Вознесенский умер ровно через полвека после Пастернака. На большой сцене в ЦДЛ он лежал с мученическим лицом, будто еще не отошел от многолетней войны со смертью. Он лежал таким не похожим на себя, что какой-то «народный человек» в пестром прикиде идиота, таких у нас полно не только на громких похоронах, подойдя ко мне, сказал: «Это не он. У него был нос картошкой, я его знал». Но на отпевании, когда пели «Вечная память!» и люди плакали, лицо Андрея вдруг просветлело.
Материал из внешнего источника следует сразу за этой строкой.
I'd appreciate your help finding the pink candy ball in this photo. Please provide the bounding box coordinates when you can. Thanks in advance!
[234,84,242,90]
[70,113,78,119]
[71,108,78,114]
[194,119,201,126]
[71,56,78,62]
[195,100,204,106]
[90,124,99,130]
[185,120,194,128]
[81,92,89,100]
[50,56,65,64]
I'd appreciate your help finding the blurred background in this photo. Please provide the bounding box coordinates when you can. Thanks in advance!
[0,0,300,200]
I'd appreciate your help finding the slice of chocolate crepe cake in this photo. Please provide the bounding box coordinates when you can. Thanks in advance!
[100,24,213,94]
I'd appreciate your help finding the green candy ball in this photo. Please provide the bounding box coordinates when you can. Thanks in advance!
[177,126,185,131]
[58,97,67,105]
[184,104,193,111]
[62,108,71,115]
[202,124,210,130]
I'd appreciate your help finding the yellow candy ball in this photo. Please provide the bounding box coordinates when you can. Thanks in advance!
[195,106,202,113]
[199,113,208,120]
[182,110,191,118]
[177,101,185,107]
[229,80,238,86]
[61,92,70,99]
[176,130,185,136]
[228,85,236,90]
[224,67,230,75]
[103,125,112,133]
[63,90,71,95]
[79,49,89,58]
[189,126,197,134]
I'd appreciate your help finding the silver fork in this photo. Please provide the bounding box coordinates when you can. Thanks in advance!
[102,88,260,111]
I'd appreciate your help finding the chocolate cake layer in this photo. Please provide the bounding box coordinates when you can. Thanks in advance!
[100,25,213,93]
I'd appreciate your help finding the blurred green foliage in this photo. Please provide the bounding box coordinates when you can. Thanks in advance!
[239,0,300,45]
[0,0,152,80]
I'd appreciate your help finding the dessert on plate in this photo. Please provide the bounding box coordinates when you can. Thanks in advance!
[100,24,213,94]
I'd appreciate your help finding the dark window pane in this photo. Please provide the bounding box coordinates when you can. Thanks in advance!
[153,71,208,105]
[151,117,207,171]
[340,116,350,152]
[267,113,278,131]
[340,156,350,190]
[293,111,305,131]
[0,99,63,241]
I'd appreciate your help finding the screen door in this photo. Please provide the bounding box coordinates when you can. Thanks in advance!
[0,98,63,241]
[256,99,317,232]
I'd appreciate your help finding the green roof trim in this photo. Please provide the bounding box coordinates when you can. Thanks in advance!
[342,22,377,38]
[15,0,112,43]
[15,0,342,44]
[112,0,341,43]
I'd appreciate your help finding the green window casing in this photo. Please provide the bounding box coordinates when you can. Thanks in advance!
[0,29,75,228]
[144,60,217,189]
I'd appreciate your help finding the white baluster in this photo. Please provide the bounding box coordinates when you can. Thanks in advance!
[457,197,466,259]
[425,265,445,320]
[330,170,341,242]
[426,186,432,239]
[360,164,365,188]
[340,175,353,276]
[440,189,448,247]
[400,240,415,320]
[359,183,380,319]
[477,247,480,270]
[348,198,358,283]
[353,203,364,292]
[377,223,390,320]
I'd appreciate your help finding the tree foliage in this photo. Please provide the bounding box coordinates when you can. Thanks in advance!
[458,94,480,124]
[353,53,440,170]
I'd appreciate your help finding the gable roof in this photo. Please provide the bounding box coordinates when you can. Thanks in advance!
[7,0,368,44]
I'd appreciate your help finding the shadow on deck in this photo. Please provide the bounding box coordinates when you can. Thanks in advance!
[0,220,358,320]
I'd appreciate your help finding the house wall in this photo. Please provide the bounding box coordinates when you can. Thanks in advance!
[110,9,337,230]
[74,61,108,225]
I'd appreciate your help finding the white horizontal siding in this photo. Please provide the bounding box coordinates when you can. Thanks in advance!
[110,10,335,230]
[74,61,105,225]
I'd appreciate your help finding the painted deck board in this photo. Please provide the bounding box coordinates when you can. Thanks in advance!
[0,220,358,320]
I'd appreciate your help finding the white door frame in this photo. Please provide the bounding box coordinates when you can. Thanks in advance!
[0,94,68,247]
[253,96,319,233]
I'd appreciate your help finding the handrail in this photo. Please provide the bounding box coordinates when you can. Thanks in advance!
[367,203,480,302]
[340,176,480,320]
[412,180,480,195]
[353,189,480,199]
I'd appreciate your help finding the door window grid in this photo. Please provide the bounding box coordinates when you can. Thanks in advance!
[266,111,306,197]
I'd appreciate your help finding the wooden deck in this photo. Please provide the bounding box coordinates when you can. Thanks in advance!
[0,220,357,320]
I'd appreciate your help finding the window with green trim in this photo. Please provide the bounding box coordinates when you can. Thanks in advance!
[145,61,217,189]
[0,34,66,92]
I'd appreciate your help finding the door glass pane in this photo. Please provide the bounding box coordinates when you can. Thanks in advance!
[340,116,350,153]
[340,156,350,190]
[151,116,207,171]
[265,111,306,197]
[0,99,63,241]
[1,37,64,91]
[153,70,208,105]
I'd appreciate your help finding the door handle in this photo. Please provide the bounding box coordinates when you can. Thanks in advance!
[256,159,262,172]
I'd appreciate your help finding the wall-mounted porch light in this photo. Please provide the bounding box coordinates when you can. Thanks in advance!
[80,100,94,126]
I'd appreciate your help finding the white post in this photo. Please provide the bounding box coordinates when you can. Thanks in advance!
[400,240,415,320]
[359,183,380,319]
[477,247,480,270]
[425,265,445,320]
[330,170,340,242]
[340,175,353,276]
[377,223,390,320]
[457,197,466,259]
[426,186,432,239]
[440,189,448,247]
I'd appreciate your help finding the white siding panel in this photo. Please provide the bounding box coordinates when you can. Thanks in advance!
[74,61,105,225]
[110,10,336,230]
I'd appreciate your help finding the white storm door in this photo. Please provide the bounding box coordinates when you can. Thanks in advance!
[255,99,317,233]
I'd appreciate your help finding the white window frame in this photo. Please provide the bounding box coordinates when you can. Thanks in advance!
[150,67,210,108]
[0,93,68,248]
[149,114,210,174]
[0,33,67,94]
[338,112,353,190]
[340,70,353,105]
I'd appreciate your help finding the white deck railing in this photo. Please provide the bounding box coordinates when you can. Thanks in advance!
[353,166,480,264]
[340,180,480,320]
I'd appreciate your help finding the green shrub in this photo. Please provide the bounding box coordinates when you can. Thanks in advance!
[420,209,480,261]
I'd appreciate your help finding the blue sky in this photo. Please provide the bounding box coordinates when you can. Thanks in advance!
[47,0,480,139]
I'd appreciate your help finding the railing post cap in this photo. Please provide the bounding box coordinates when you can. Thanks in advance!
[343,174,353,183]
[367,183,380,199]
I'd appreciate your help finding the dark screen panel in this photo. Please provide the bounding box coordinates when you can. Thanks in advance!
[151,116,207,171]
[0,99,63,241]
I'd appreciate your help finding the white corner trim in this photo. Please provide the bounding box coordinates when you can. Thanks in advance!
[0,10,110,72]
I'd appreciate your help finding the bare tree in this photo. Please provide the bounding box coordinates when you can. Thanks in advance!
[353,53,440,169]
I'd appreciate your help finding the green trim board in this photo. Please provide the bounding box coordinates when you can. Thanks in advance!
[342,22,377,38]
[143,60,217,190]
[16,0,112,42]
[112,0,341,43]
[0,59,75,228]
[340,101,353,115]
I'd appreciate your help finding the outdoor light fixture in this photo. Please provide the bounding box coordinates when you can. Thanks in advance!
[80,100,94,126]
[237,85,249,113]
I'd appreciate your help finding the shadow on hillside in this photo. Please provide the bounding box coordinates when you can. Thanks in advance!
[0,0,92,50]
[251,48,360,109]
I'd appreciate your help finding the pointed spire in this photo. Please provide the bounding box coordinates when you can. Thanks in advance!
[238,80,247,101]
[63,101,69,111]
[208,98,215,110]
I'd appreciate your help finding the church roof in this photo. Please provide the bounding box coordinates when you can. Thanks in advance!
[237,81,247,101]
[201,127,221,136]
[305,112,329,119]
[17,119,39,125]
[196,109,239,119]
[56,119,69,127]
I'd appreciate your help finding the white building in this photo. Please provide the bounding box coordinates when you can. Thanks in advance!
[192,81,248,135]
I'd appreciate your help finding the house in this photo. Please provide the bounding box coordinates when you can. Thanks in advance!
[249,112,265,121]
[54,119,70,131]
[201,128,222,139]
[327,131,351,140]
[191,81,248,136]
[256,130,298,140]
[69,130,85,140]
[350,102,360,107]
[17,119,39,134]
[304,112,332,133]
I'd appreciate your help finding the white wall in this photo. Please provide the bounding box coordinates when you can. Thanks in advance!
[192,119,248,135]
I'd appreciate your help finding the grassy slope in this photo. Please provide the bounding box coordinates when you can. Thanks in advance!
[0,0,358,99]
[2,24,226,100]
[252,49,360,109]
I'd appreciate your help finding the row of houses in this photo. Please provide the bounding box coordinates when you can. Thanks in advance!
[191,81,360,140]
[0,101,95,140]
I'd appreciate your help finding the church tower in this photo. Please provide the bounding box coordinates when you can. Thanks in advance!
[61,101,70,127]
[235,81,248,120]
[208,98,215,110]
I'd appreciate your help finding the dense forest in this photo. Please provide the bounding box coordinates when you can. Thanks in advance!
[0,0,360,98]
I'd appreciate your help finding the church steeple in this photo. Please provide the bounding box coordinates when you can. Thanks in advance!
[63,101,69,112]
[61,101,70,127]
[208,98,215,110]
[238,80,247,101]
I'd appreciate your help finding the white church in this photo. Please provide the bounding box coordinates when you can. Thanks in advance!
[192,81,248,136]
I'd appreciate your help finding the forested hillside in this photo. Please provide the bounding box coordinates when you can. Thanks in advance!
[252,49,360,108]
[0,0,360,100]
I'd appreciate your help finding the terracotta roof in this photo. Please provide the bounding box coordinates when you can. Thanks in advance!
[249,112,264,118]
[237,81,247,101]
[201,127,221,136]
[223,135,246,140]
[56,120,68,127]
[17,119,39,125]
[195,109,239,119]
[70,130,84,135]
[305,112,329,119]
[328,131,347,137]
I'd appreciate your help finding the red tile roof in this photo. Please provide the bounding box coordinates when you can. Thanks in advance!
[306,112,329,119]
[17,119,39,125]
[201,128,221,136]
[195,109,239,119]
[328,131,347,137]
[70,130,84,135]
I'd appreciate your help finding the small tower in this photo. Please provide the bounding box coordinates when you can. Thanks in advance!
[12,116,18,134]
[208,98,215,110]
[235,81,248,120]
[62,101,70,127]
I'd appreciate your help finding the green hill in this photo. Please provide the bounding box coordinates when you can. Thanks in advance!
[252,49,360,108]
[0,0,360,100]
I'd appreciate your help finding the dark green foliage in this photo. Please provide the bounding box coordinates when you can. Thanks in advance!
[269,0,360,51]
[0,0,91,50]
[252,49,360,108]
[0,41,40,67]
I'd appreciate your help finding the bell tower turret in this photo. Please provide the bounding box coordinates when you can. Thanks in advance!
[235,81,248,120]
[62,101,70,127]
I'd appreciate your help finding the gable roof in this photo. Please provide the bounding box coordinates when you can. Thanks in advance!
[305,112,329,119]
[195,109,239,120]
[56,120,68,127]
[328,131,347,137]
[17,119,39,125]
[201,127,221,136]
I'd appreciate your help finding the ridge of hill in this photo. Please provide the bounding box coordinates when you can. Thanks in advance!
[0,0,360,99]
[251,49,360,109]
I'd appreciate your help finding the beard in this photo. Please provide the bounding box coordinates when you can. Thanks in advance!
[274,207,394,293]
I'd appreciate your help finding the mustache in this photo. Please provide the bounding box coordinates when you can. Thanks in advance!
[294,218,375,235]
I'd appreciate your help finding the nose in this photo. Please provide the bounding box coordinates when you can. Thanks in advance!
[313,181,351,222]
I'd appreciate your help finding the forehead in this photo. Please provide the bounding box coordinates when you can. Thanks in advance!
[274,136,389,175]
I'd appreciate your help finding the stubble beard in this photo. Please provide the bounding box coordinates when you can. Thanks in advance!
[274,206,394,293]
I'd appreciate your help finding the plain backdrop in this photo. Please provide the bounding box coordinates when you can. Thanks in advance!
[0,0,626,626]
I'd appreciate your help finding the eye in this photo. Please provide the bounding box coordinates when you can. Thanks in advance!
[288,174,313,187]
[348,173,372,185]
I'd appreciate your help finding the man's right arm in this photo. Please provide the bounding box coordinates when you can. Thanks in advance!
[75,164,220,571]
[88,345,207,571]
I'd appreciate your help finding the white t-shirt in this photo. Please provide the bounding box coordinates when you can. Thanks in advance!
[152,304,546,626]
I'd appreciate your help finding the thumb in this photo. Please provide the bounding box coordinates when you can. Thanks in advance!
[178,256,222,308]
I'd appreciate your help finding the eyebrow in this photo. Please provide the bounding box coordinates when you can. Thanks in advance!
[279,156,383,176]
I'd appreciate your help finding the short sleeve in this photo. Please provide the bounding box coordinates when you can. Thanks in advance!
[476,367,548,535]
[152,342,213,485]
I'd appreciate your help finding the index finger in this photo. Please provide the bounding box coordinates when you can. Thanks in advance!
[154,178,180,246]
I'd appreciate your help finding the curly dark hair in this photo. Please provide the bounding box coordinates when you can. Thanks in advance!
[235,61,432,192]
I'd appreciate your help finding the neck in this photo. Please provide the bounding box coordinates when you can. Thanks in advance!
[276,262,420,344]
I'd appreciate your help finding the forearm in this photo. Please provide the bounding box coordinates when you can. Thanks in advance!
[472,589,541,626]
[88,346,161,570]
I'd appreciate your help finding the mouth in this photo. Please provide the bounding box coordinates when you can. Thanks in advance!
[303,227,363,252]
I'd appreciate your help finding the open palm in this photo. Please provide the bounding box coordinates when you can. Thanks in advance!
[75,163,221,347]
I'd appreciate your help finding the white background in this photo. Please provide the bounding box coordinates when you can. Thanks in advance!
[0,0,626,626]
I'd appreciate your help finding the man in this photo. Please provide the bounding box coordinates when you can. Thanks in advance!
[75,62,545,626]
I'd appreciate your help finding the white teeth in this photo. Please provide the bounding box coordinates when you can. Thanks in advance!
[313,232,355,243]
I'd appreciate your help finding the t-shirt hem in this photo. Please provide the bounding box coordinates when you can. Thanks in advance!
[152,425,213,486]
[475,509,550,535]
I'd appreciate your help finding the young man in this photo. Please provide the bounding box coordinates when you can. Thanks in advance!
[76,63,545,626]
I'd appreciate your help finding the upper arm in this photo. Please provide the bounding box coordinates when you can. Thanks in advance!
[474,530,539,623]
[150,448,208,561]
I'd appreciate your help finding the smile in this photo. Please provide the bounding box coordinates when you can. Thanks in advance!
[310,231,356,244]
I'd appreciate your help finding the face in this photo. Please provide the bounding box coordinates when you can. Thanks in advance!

На поминках вдова, Зоя Богуславская, его всегдашний тело– и душехранитель, сказала, что в смертельной болезни Андрея повинен Хрущев, тыкавший в него кулаком, и – через годы – свора бездомных переделкинских собак. Собаки повалили поэта в поле и чуть не загрызли. Он спасся чудесным образом. Ядовитая слюна попала, однако, в кровь.
Но было и много людей, которые в масках бешеных собак травили поэта долгие годы. Одна свора – власть, считавшая поэта антисоветчиком и голосом Хрущева гнавшая его из страны. Они не удивились, что Вознесенский оказался с нами в «Метрополе» – они знали, что он враг и что его нужно приручать. Другая свора – милейшие интеллигентные люди, которые считали, что поэт недостаточно радикален в стихах и трусоват в поступках.
Андрей прожил между двух огней. Сильно обжегся, защищая свой талант. Но и талант сильно обжегся. Для вечности он написал несколько поразительных стихов. Наверное, их он уже прочитал Пастернаку.
104.2<ПОДСЛУШАННЫЙ РАЗГОВОР>За ужином, за отдельным столиком, подальше от глаз Акимуда, Кафка и Платонов стали спорить, кто из них лучше.
Кафка говорит:
– Ты лучше.
А Платонов – ему:
– Нет, ты!
Кафка застеснялся и спрашивает:
– Почему это я лучше?
– Потому что ты – гений! – отвечает Платонов.
– Ну какой же я гений? – испугался Кафка. – Это ты – гений!
– Нет, это ты гений! – зарычал на него Платонов. А про себя подумал: «Никакой ты не гений, а просто еврей задроченный».
Тут Кафка про себя подумал: «А ведь он прав – я гений!» – и, качая головой, заявляет Платонову:
– Нет, Платонов, я не гений! Я просто еврей задроченный!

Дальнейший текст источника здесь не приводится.